By the time 2016 rolled around, Teixeira and Alex Rodriguez could not summon the power to support the club, and the Yankees finally started their rebuild. Yet three straight years of counting contract money on aging players already sealed the fans’ decision not come to the Bronx. At the prices they paid, the tickets were no longer worth the money. Nonetheless, the arrogance of Yankees executives held steady.
Lonn Trost to core fans: Drop dead
If there was any mystery about what Yankees officials thought of middle class fans at the Stadium, COO Lonn Trost cleared it up in 2016. Commenting on the team effectively neutering ticket sales by reseller StubHub, Trost told WFAN, “The problem below market at a certain point is that if you buy a ticket in a very premium location and pay a substantial amount of money…it’s frustrating to the purchaser of the full amount [when] a fan picks it up for a buck-and-a-half.
“And quite frankly, the fan may be someone who has never sat in a premium location. So that’s a frustration to our existing fan base,” Trost concluded. Translation: Fans who can’t afford the full price of the best seats ($1,250 and up) shouldn’t be allowed to sit with those who can. Furthermore, anyone who found a cheap ticket online would not be allowed to buy it and enter the stadium — no matter the section.
The ‘millennial problem’
Hal Steinbrenner described the issues with ticket sales as part of a large “millennial problem” in the New York Times. “It’s obvious that looking at things — baseball has been talking to us about it as well — that’s the age group that is less interested than other age groups in the game,” Steinbrenner said. That may be true in general, but Yankees fans who opted out of season ticket packages were not coming out of college.
Likewise, millennials who would have liked to attend games at reasonable prices heard from Trost that StubHub’s deals were not welcome. On game nights at the stadium in 2017, affordable bleacher seats are full; box seats remain empty. When a sports franchise keeps raising prices and wonders why people who aren’t rich don’t come, it’s not a millennial problem. It’s a management problem.
For 2017, the Yankees made an effort to clean up some of the more offensive mistakes of the new stadium. Officials began by removing obstructed bleacher seating from the outfield. In its place went standing room seating for fans for can enter for $15 and get a free beer with the ticket. (The deal is known as the Pinstripe Pass.) That’s a good start, but these seats are about 500 feet from home plate.

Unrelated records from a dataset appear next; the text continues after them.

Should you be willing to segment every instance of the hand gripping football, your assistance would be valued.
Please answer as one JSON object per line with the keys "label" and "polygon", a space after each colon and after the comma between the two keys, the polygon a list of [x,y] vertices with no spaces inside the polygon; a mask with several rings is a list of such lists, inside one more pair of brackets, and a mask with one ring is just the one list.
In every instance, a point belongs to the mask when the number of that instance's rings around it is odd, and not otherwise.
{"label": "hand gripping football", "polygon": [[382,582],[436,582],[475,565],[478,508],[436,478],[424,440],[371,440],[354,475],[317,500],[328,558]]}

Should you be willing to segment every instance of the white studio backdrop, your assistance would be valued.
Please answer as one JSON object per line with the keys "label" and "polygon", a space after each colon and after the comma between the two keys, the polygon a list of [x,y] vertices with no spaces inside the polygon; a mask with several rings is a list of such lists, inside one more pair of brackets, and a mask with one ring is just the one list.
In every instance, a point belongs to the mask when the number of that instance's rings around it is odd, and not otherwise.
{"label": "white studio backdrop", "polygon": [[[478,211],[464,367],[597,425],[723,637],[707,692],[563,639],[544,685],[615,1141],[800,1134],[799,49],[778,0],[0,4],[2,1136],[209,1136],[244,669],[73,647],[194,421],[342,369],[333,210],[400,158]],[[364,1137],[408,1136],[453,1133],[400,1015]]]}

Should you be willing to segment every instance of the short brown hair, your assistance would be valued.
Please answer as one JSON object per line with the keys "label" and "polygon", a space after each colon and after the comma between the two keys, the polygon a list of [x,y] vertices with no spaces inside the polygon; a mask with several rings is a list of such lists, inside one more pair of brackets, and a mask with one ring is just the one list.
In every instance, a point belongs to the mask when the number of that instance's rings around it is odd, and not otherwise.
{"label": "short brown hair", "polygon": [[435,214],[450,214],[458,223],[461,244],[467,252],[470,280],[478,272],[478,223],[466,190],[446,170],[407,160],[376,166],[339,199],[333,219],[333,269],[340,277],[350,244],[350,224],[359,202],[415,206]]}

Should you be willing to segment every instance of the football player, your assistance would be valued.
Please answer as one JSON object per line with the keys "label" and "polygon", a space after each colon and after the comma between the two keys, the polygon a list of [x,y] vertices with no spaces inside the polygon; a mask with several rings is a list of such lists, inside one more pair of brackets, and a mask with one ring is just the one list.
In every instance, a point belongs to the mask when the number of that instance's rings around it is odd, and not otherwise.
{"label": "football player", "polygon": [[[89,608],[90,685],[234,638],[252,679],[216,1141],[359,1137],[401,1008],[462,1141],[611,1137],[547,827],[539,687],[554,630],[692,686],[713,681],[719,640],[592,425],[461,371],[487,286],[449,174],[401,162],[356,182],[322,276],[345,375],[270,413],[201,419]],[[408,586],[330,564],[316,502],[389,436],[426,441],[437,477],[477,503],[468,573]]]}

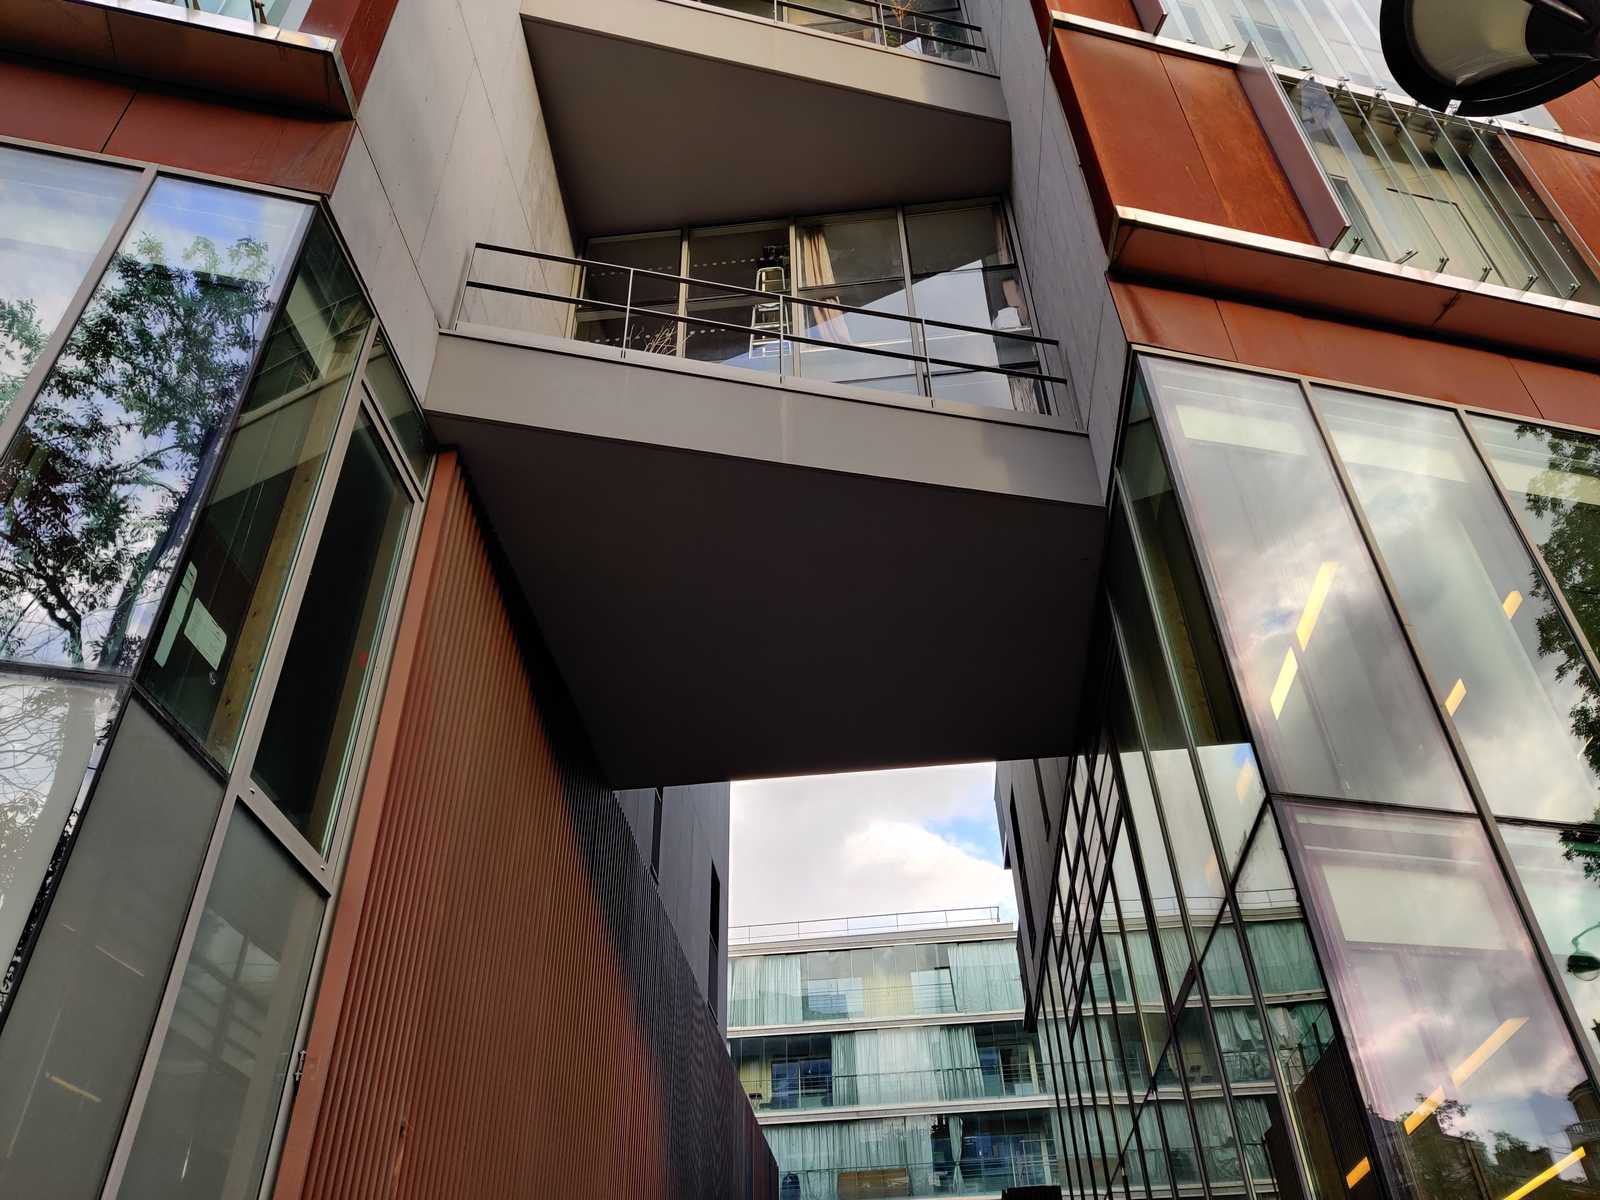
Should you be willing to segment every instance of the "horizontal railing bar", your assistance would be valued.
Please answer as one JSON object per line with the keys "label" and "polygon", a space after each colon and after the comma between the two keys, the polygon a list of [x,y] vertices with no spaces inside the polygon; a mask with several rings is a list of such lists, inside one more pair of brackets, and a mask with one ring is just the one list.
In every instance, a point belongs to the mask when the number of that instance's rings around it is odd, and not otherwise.
{"label": "horizontal railing bar", "polygon": [[[727,295],[759,296],[759,297],[764,298],[768,303],[781,302],[781,303],[784,303],[784,304],[809,304],[813,308],[826,308],[826,309],[829,309],[829,310],[831,310],[833,312],[856,313],[856,314],[858,314],[860,316],[864,316],[864,317],[876,317],[881,321],[904,321],[904,322],[906,322],[908,324],[912,324],[912,325],[926,325],[930,329],[954,329],[954,330],[957,330],[957,331],[959,331],[961,333],[992,334],[995,337],[1007,337],[1007,338],[1013,338],[1013,339],[1015,339],[1017,341],[1036,342],[1041,346],[1057,346],[1057,345],[1060,344],[1059,342],[1056,341],[1055,338],[1041,337],[1038,334],[1034,334],[1034,333],[1009,333],[1009,332],[1007,332],[1007,331],[1005,331],[1003,329],[988,329],[988,328],[985,328],[982,325],[962,325],[962,324],[958,324],[955,321],[939,321],[939,320],[935,320],[935,319],[933,319],[931,317],[913,317],[913,316],[907,316],[907,315],[904,315],[904,314],[901,314],[901,313],[886,313],[886,312],[881,312],[881,311],[879,311],[878,309],[875,309],[875,308],[857,308],[854,305],[851,305],[851,304],[840,304],[840,303],[838,303],[836,301],[833,301],[833,300],[813,300],[809,296],[792,296],[788,292],[764,292],[759,288],[745,288],[745,287],[740,287],[737,284],[713,283],[711,280],[696,279],[691,275],[669,275],[665,271],[651,271],[651,270],[648,270],[648,269],[646,269],[644,267],[621,267],[621,266],[618,266],[616,263],[597,262],[597,261],[595,261],[593,259],[586,259],[586,258],[569,258],[569,257],[565,257],[565,256],[562,256],[562,255],[557,255],[557,254],[545,254],[545,253],[543,253],[541,251],[538,251],[538,250],[518,250],[518,249],[514,249],[514,248],[512,248],[510,246],[497,246],[497,245],[493,245],[493,244],[488,243],[488,242],[479,242],[477,244],[477,246],[474,247],[474,249],[475,250],[490,250],[490,251],[493,251],[493,252],[495,252],[497,254],[513,254],[513,255],[517,255],[517,256],[522,257],[522,258],[537,258],[537,259],[541,259],[541,260],[546,261],[546,262],[565,263],[568,266],[578,266],[578,267],[598,266],[598,267],[610,267],[612,270],[615,270],[615,271],[633,271],[636,275],[646,275],[646,276],[649,276],[652,279],[664,279],[664,280],[671,281],[673,283],[687,283],[687,284],[690,284],[690,285],[695,286],[695,287],[719,287],[719,288],[724,289],[724,293],[727,294]],[[479,281],[474,280],[474,279],[468,279],[467,283],[466,283],[466,286],[469,287],[469,288],[471,288],[471,287],[487,288],[487,289],[489,289],[491,291],[506,292],[506,293],[510,293],[510,294],[514,294],[515,292],[517,292],[519,290],[513,284],[485,283],[485,282],[479,282]],[[845,286],[848,286],[848,285],[845,285]],[[520,289],[520,290],[526,291],[529,295],[535,294],[533,289]],[[538,294],[541,295],[541,296],[545,296],[546,295],[545,293],[538,293]],[[547,298],[554,299],[555,297],[547,297]],[[714,297],[696,297],[695,299],[702,299],[702,298],[703,299],[712,299]],[[591,299],[588,296],[572,296],[572,295],[568,295],[568,296],[564,297],[564,299],[566,299],[567,301],[569,301],[571,303],[575,303],[575,304],[592,304],[592,305],[597,305],[597,306],[611,305],[611,304],[614,303],[612,301]],[[675,302],[674,301],[663,301],[663,303],[675,303]],[[634,308],[635,312],[641,311],[639,305],[637,305],[637,304],[635,304],[633,306],[633,308]]]}
{"label": "horizontal railing bar", "polygon": [[[833,12],[826,8],[813,8],[809,4],[795,3],[794,0],[779,0],[778,7],[803,13],[810,13],[817,17],[831,17],[835,21],[844,21],[851,25],[860,25],[865,29],[892,29],[896,33],[909,33],[912,37],[925,37],[929,41],[944,42],[946,45],[960,46],[966,50],[988,49],[988,47],[982,43],[963,42],[958,38],[943,37],[937,33],[922,33],[917,29],[905,25],[899,25],[893,21],[874,21],[868,17],[852,17],[849,13]],[[919,13],[918,15],[920,16],[921,14]],[[983,32],[983,27],[981,25],[973,25],[966,21],[957,21],[945,17],[927,17],[925,19],[929,21],[938,21],[941,25],[953,25],[958,29],[965,29],[971,33],[981,34]],[[802,26],[802,28],[805,28],[805,26]],[[897,49],[897,47],[890,47],[890,49]]]}
{"label": "horizontal railing bar", "polygon": [[[558,295],[555,292],[533,291],[528,288],[511,287],[499,283],[476,283],[469,281],[467,289],[497,292],[510,296],[521,296],[530,300],[548,300],[556,304],[588,304],[595,308],[603,308],[607,312],[632,312],[638,317],[657,317],[663,321],[683,321],[690,325],[700,325],[708,329],[725,329],[730,333],[755,334],[759,337],[770,337],[775,342],[793,342],[805,346],[820,346],[827,350],[842,350],[851,354],[871,354],[879,358],[892,358],[910,363],[927,363],[935,367],[949,367],[951,372],[977,372],[981,371],[990,375],[1006,375],[1015,379],[1037,379],[1043,383],[1065,384],[1069,381],[1060,375],[1048,375],[1043,371],[1029,371],[1019,367],[1002,367],[998,363],[986,365],[983,363],[963,362],[954,358],[933,358],[926,354],[906,353],[899,350],[881,350],[876,346],[863,346],[853,342],[832,342],[825,338],[807,337],[800,333],[778,333],[773,330],[760,329],[754,325],[736,325],[729,321],[716,321],[710,317],[691,317],[685,313],[654,312],[650,309],[633,308],[627,305],[616,304],[609,300],[586,300],[572,296]],[[1012,334],[995,333],[993,330],[974,330],[975,333],[989,333],[994,337],[1012,337]],[[1021,340],[1037,342],[1037,338],[1024,338]],[[1047,343],[1048,344],[1048,343]],[[675,357],[675,356],[673,356]],[[800,378],[807,378],[804,375]],[[811,377],[818,378],[818,377]],[[822,382],[829,382],[822,380]]]}

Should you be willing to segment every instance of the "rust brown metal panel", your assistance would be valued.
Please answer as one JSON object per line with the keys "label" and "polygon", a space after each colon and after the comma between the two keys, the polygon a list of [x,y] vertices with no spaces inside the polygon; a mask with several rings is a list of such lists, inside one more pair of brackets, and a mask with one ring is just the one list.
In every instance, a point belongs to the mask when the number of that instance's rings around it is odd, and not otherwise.
{"label": "rust brown metal panel", "polygon": [[1600,429],[1600,375],[1551,363],[1513,359],[1540,416],[1568,425]]}
{"label": "rust brown metal panel", "polygon": [[0,134],[100,151],[133,88],[88,71],[0,56]]}
{"label": "rust brown metal panel", "polygon": [[715,1024],[493,554],[446,456],[275,1196],[743,1196],[747,1176],[772,1196]]}
{"label": "rust brown metal panel", "polygon": [[1233,342],[1210,296],[1113,280],[1111,298],[1130,342],[1207,358],[1234,358]]}
{"label": "rust brown metal panel", "polygon": [[1586,83],[1545,107],[1564,133],[1600,141],[1600,83]]}
{"label": "rust brown metal panel", "polygon": [[[1064,68],[1057,72],[1057,86],[1064,85],[1071,93],[1068,115],[1071,119],[1076,111],[1073,134],[1079,155],[1093,156],[1112,202],[1213,225],[1231,224],[1168,77],[1166,56],[1071,29],[1056,30],[1056,45]],[[1138,97],[1137,104],[1130,103],[1133,96]],[[1248,107],[1245,113],[1255,126]],[[1080,123],[1081,136],[1076,128]],[[1278,170],[1276,161],[1272,169]],[[1246,182],[1241,178],[1241,185]]]}
{"label": "rust brown metal panel", "polygon": [[1577,239],[1594,269],[1600,264],[1600,154],[1537,138],[1508,136],[1505,143],[1539,198]]}
{"label": "rust brown metal panel", "polygon": [[338,40],[339,56],[358,101],[367,90],[367,80],[372,78],[372,66],[378,61],[378,51],[383,48],[383,38],[389,32],[389,21],[398,3],[399,0],[312,0],[300,23],[304,33]]}
{"label": "rust brown metal panel", "polygon": [[1503,354],[1232,300],[1218,309],[1241,363],[1538,415]]}
{"label": "rust brown metal panel", "polygon": [[106,143],[111,154],[252,183],[329,193],[355,122],[215,104],[142,88]]}
{"label": "rust brown metal panel", "polygon": [[1176,54],[1163,54],[1161,62],[1221,198],[1227,214],[1222,223],[1268,237],[1316,241],[1238,73]]}

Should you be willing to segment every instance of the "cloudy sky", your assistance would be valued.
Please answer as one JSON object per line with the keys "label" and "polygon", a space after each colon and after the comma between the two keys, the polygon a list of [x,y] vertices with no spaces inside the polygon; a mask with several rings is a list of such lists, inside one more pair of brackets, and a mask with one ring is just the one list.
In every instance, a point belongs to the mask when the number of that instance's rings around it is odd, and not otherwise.
{"label": "cloudy sky", "polygon": [[728,923],[999,905],[994,764],[733,785]]}

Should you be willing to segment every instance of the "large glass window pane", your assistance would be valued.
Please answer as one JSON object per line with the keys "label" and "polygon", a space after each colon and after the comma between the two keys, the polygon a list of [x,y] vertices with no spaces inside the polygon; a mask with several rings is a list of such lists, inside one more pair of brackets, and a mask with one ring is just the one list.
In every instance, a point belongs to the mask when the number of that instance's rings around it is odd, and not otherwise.
{"label": "large glass window pane", "polygon": [[1600,1043],[1600,841],[1592,830],[1500,832],[1578,1020]]}
{"label": "large glass window pane", "polygon": [[1317,402],[1490,806],[1592,819],[1600,686],[1455,413],[1322,389]]}
{"label": "large glass window pane", "polygon": [[1503,1200],[1554,1184],[1551,1195],[1600,1195],[1568,1133],[1593,1111],[1593,1086],[1482,826],[1286,812],[1402,1192]]}
{"label": "large glass window pane", "polygon": [[689,285],[688,314],[738,328],[686,324],[685,355],[748,370],[778,370],[779,335],[788,315],[783,298],[792,283],[788,224],[693,230],[689,276],[706,282]]}
{"label": "large glass window pane", "polygon": [[907,213],[906,242],[911,248],[911,271],[918,276],[1013,261],[1005,209],[998,204]]}
{"label": "large glass window pane", "polygon": [[256,1195],[323,903],[255,817],[234,809],[119,1195]]}
{"label": "large glass window pane", "polygon": [[[1217,861],[1189,753],[1189,734],[1167,670],[1155,617],[1145,594],[1127,512],[1119,504],[1111,520],[1106,576],[1128,656],[1128,681],[1150,754],[1167,844],[1183,888],[1184,905],[1197,929],[1208,928],[1222,908],[1227,880]],[[1233,780],[1229,786],[1236,786]],[[1136,818],[1137,820],[1137,818]],[[1139,826],[1140,844],[1159,829]]]}
{"label": "large glass window pane", "polygon": [[115,701],[107,687],[0,675],[0,964],[22,937]]}
{"label": "large glass window pane", "polygon": [[1224,868],[1231,872],[1261,809],[1261,770],[1234,702],[1227,659],[1206,607],[1205,587],[1161,457],[1143,380],[1134,385],[1120,478],[1150,574],[1151,599],[1175,660],[1211,815],[1222,839]]}
{"label": "large glass window pane", "polygon": [[411,497],[360,414],[273,692],[255,780],[324,853]]}
{"label": "large glass window pane", "polygon": [[[650,233],[618,238],[597,238],[589,243],[588,258],[596,264],[583,269],[583,297],[577,306],[572,336],[580,342],[597,342],[651,354],[678,352],[676,314],[683,270],[683,238],[672,233]],[[625,317],[632,305],[636,311]]]}
{"label": "large glass window pane", "polygon": [[1300,389],[1143,369],[1274,786],[1468,809]]}
{"label": "large glass window pane", "polygon": [[412,472],[426,483],[428,466],[433,461],[433,438],[382,329],[378,330],[372,349],[367,352],[365,378],[373,399],[389,418],[389,428],[394,430],[395,440],[400,443]]}
{"label": "large glass window pane", "polygon": [[145,659],[145,686],[224,766],[233,762],[371,320],[319,218]]}
{"label": "large glass window pane", "polygon": [[221,803],[131,702],[0,1028],[0,1195],[100,1195]]}
{"label": "large glass window pane", "polygon": [[0,416],[138,183],[127,167],[0,146]]}
{"label": "large glass window pane", "polygon": [[131,669],[310,211],[157,181],[0,460],[0,655]]}

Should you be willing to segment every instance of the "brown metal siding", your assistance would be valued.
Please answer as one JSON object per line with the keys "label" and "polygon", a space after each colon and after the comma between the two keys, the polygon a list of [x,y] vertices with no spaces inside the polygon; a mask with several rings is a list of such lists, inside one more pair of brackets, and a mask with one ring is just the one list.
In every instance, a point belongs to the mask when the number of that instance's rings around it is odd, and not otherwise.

We expect Pinstripe Pass seating to become popular with younger fans as the summer wears on and the team continues playing well. But the much bigger problem is filling those seats in the outfield in the second and third decks. These seats, if more affordable, would find more takers for season ticket plans. It doesn’t take another marketing study to understand how.
It’s the ticket prices, stupid
The biggest gift of all to the organization: The Yankees prospects who are developing ahead of schedule. An exciting product featuring Aaron Judge and Gary Sanchez is already on the field, and there is plenty of buzz in the stands. Club officials will have to admit they overpriced the less desirable seats in the stadium (maybe the most desirable seats, too). Unless fans see these prices drop, they will continue buying the occasional ticket for single games.
So box seats will remain empty and the Yankees will continue looking for ways to cover the huge debt package taken out to finance the stadium. For fans, the only thing most care about is seeing their team play competitive ball at a price they can afford. Old Yankee Stadium was like that. Now it’s time to fix the problem with the new cathedral in the Bronx. Until Yankees executives do, they’ll wonder why more people won’t come.